Netanyahu sembra sempre più convinto di licenziare Gallant per perseguire i suoi scopi: distruggere le postazioni da cui vengono sparati missili sulla Galilea e permettere il ritorno a casa delle sessantamila persone che abitano a ridosso del confine e sono state costrette a rifugiarsi in luoghi più sicuri del Paese
La defenestrazione largamente annunciata del ministro della Difesa di Israele Yoav Gallant è un passo ulteriore verso un'altra escalation (non c'è limite al peggio) in Medioriente. E, contemporaneamente, una stampella decisiva per puntellare la traballante maggioranza di Benjamin Netanyahu.

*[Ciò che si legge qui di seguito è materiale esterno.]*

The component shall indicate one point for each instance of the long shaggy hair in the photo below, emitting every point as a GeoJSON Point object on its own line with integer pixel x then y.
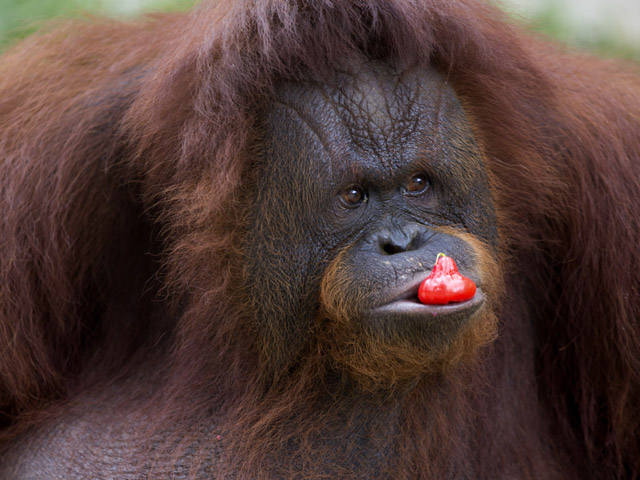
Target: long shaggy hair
{"type": "Point", "coordinates": [123, 152]}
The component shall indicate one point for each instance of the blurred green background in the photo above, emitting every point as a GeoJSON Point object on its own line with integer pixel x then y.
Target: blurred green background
{"type": "Point", "coordinates": [609, 27]}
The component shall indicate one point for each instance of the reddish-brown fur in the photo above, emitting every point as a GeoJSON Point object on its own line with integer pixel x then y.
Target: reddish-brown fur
{"type": "Point", "coordinates": [118, 140]}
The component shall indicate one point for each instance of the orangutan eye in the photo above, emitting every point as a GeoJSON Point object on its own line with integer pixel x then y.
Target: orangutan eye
{"type": "Point", "coordinates": [353, 196]}
{"type": "Point", "coordinates": [417, 184]}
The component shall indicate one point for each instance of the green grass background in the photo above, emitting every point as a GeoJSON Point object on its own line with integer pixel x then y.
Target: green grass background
{"type": "Point", "coordinates": [19, 18]}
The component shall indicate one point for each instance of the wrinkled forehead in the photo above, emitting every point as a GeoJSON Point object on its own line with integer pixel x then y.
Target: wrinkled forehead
{"type": "Point", "coordinates": [375, 110]}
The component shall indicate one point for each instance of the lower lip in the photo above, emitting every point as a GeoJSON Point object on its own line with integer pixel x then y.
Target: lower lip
{"type": "Point", "coordinates": [412, 308]}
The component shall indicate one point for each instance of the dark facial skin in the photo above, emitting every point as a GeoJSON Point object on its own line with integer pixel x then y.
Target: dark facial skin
{"type": "Point", "coordinates": [377, 168]}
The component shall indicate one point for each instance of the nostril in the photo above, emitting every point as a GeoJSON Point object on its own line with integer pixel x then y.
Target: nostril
{"type": "Point", "coordinates": [391, 249]}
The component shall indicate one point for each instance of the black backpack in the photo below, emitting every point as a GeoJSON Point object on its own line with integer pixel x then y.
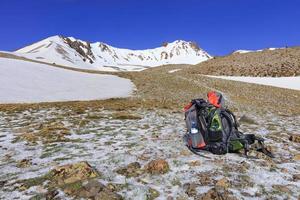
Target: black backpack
{"type": "Point", "coordinates": [215, 129]}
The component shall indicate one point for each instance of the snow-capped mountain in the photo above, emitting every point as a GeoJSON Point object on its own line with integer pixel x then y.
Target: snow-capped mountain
{"type": "Point", "coordinates": [72, 52]}
{"type": "Point", "coordinates": [250, 51]}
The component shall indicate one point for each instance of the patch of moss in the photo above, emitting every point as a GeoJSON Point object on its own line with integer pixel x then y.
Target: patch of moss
{"type": "Point", "coordinates": [125, 116]}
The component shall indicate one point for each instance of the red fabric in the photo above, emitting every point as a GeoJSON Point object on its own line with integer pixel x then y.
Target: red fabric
{"type": "Point", "coordinates": [201, 145]}
{"type": "Point", "coordinates": [187, 107]}
{"type": "Point", "coordinates": [213, 98]}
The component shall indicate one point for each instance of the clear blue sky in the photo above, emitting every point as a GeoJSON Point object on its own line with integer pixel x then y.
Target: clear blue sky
{"type": "Point", "coordinates": [218, 26]}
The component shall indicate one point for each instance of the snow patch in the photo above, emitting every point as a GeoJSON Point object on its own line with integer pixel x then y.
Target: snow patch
{"type": "Point", "coordinates": [282, 82]}
{"type": "Point", "coordinates": [27, 82]}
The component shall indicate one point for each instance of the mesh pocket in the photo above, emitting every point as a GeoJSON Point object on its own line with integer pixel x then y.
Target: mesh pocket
{"type": "Point", "coordinates": [215, 136]}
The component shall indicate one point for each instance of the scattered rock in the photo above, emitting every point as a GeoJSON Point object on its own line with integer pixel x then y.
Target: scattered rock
{"type": "Point", "coordinates": [194, 163]}
{"type": "Point", "coordinates": [48, 133]}
{"type": "Point", "coordinates": [282, 188]}
{"type": "Point", "coordinates": [2, 183]}
{"type": "Point", "coordinates": [247, 120]}
{"type": "Point", "coordinates": [296, 177]}
{"type": "Point", "coordinates": [125, 115]}
{"type": "Point", "coordinates": [72, 173]}
{"type": "Point", "coordinates": [24, 163]}
{"type": "Point", "coordinates": [190, 189]}
{"type": "Point", "coordinates": [91, 189]}
{"type": "Point", "coordinates": [297, 157]}
{"type": "Point", "coordinates": [217, 193]}
{"type": "Point", "coordinates": [158, 166]}
{"type": "Point", "coordinates": [131, 170]}
{"type": "Point", "coordinates": [295, 138]}
{"type": "Point", "coordinates": [223, 183]}
{"type": "Point", "coordinates": [205, 179]}
{"type": "Point", "coordinates": [152, 194]}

Pur di perseguire il duplice scopo, il premier si risolverebbe a perdonare, con il beneplacito della moglie Sara la sua prima consigliera, Gideon Sa'ar, un suo furibondo accusatore, uscito dal Likud per protesta contro i metodi da padre padrone del leader, e che tuttavia porta in dote i quattro seggi del suo partito di estrema destra “Nuova speranza”. Non solo. Sa'ar è disposto a sostenere la legge che esenta dal servizio militare gli studenti delle scuole religiose. Se passasse, potrebbe provocare la crisi di governo per l'uscita dall'esecutivo dei partiti ultraortodossi. Sancendo così la fine del lungo regno di Netanyahu.

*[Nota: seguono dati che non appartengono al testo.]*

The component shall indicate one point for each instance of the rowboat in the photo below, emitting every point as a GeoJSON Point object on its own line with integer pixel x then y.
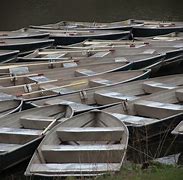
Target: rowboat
{"type": "Point", "coordinates": [114, 94]}
{"type": "Point", "coordinates": [25, 46]}
{"type": "Point", "coordinates": [8, 56]}
{"type": "Point", "coordinates": [37, 63]}
{"type": "Point", "coordinates": [139, 57]}
{"type": "Point", "coordinates": [178, 134]}
{"type": "Point", "coordinates": [35, 91]}
{"type": "Point", "coordinates": [178, 131]}
{"type": "Point", "coordinates": [66, 37]}
{"type": "Point", "coordinates": [154, 28]}
{"type": "Point", "coordinates": [175, 36]}
{"type": "Point", "coordinates": [168, 68]}
{"type": "Point", "coordinates": [21, 133]}
{"type": "Point", "coordinates": [164, 41]}
{"type": "Point", "coordinates": [90, 144]}
{"type": "Point", "coordinates": [150, 121]}
{"type": "Point", "coordinates": [22, 34]}
{"type": "Point", "coordinates": [21, 75]}
{"type": "Point", "coordinates": [121, 25]}
{"type": "Point", "coordinates": [9, 104]}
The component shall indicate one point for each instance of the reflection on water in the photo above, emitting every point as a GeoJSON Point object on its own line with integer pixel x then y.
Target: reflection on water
{"type": "Point", "coordinates": [18, 13]}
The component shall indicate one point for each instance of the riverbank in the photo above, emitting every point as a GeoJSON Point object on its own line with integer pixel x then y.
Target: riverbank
{"type": "Point", "coordinates": [152, 171]}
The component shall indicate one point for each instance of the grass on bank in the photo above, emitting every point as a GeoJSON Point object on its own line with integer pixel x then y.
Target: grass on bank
{"type": "Point", "coordinates": [155, 171]}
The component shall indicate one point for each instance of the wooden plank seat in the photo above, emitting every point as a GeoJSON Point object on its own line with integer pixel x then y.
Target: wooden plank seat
{"type": "Point", "coordinates": [152, 86]}
{"type": "Point", "coordinates": [108, 97]}
{"type": "Point", "coordinates": [4, 96]}
{"type": "Point", "coordinates": [90, 134]}
{"type": "Point", "coordinates": [84, 72]}
{"type": "Point", "coordinates": [149, 51]}
{"type": "Point", "coordinates": [134, 120]}
{"type": "Point", "coordinates": [110, 153]}
{"type": "Point", "coordinates": [156, 109]}
{"type": "Point", "coordinates": [38, 79]}
{"type": "Point", "coordinates": [178, 129]}
{"type": "Point", "coordinates": [179, 94]}
{"type": "Point", "coordinates": [8, 147]}
{"type": "Point", "coordinates": [69, 64]}
{"type": "Point", "coordinates": [55, 89]}
{"type": "Point", "coordinates": [69, 168]}
{"type": "Point", "coordinates": [17, 135]}
{"type": "Point", "coordinates": [99, 82]}
{"type": "Point", "coordinates": [35, 121]}
{"type": "Point", "coordinates": [55, 55]}
{"type": "Point", "coordinates": [100, 54]}
{"type": "Point", "coordinates": [19, 70]}
{"type": "Point", "coordinates": [75, 106]}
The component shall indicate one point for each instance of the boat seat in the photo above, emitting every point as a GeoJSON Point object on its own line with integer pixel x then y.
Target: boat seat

Dunque dentro Sa'ar e fuori Gallant. Il quale è contro i favoritismi per i religiosi e si è più volte scontrato con Bibi circa i metodi di conduzione della guerra. Non propriamente una colomba: la Corte penale internazionale ha chiesto il suo arresto per lo sterminio dei civili a Gaza e per aver utilizzato la fame come metodo di guerra.

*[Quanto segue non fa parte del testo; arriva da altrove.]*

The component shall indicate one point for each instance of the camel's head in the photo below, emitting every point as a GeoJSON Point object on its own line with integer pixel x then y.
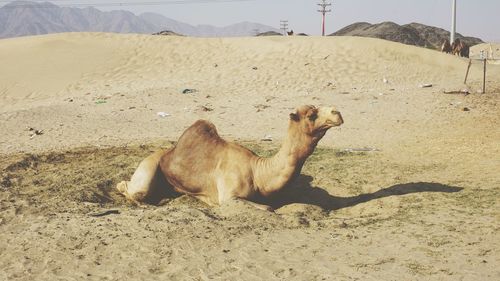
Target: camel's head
{"type": "Point", "coordinates": [315, 121]}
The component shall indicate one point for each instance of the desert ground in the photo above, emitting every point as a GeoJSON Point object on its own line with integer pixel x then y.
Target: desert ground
{"type": "Point", "coordinates": [408, 188]}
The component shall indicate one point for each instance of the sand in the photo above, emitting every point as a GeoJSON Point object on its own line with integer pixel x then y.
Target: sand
{"type": "Point", "coordinates": [418, 202]}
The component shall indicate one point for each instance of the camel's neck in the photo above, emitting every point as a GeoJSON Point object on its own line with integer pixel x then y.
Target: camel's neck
{"type": "Point", "coordinates": [272, 174]}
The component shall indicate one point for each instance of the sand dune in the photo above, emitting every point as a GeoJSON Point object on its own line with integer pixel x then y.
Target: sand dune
{"type": "Point", "coordinates": [420, 202]}
{"type": "Point", "coordinates": [43, 67]}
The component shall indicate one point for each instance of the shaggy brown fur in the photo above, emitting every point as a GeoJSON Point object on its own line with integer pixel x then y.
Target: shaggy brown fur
{"type": "Point", "coordinates": [215, 171]}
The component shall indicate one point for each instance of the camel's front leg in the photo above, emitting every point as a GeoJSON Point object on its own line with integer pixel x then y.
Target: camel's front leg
{"type": "Point", "coordinates": [144, 180]}
{"type": "Point", "coordinates": [256, 205]}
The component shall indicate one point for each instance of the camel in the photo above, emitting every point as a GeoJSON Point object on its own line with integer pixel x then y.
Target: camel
{"type": "Point", "coordinates": [205, 166]}
{"type": "Point", "coordinates": [459, 48]}
{"type": "Point", "coordinates": [446, 47]}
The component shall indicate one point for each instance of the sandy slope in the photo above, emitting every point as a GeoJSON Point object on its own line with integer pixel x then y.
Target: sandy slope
{"type": "Point", "coordinates": [424, 206]}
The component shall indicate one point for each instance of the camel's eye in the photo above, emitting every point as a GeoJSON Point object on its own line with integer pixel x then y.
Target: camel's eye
{"type": "Point", "coordinates": [313, 116]}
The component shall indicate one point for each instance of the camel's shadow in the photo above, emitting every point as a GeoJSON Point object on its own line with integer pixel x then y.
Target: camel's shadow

E tuttavia uno dei pochi critici, lui che fu generale, circa certi eccessi nell'offensiva sulla Striscia. Né gli è valso, per salvare la poltrona, lo schierarsi all'ultima ora a favore di una massiccia operazione in Libano contro Hezbollah. Tradotto, è l'invasione che sembra sempre più imminente. Scopo dichiarato dell'attacco, distruggere le postazioni da cui vengono sparati missili sulla Galilea e permettere il ritorno a casa delle sessantamila persone che abitano a ridosso del confine e sono state costrette a rifugiarsi in luoghi più sicuri del Paese.
È almeno dubbio che l'intervento in Libano (sarebbe il primo di grande portata dal 2006) possa portare benefici e aumentare la sicurezza di Israele. Le capacità belliche di Hezbollah, assai superiori a quelle di Hamas, e la solidarietà sciita che ne deriverebbe porterebbe probabilmente a un allargamento regionale del conflitto, con l'intervento a qualche titolo dell'Iran e degli Houthi yemeniti che hanno già dimostrato la capacità di colpire lo Stato ebraico sia con i droni sia addirittura con i missili ipersonici. Dopo mesi di scaramucce di confine sarebbe lo scoppio conclamato delle ostilità e Tsahal sarebbe impegnata su due fronti di terra. La supremazia militare di Israele è scontata ma non è infinita. La stessa amministrazione americana ha già messo in guardia circa i pericoli derivanti dal nuovo scenario.
Scenario che preoccupa e non poco i parenti degli ostaggi del 7 ottobre ancora in vita, per i quali ogni allargamento del conflitto riduce le possibilità di sperare in un ritorno a casa dei propri cari. Mentre il cambio della guardia Gallant-Sa'ar, con le conseguenze che porta, sarebbe ovviamente applaudito dal più falco tra i falchi, e cioè Itamar Ben-Gvir, il ministro della Sicurezza nazionale, rappresentante del fronte messianico dei coloni, il quale già in passato aveva reclamato a gran voce la testa del titolare della Difesa ora in via d'uscita.
Netanyahu, insomma, non molla come auspicato da una larga fetta di israeliani e anzi rilancia. Sembra spinto anche dall'esigenza di creare una situazione di fatto sul terreno prima delle elezioni americane, ormai distanti meno di due mesi, e cautelarsi chiunque esca vincitore nella corsa alla Casa Bianca.
Teme il trionfo di Kamala Harris. Ma anche se prevalesse il suo vecchio sodale Donald Trump dovrebbe guardarsi dagli eventuali colpi di coda dell'uscente Joe Biden con cui gli screzi sono stati innumerevoli. Biden resterà comunque in carica fino a gennaio inoltrato. Va ricordato un precedente. Un altro democratico, Bill Clinton, nel 2000 poco prima di lasciare il potere, promosse, anche se senza successo, la trattativa di pace a Camp David tra Yasser Arafat e Ehud Barak, l'allora premier di Israele. Pace, una parola fuori corso da tempo immemorabile.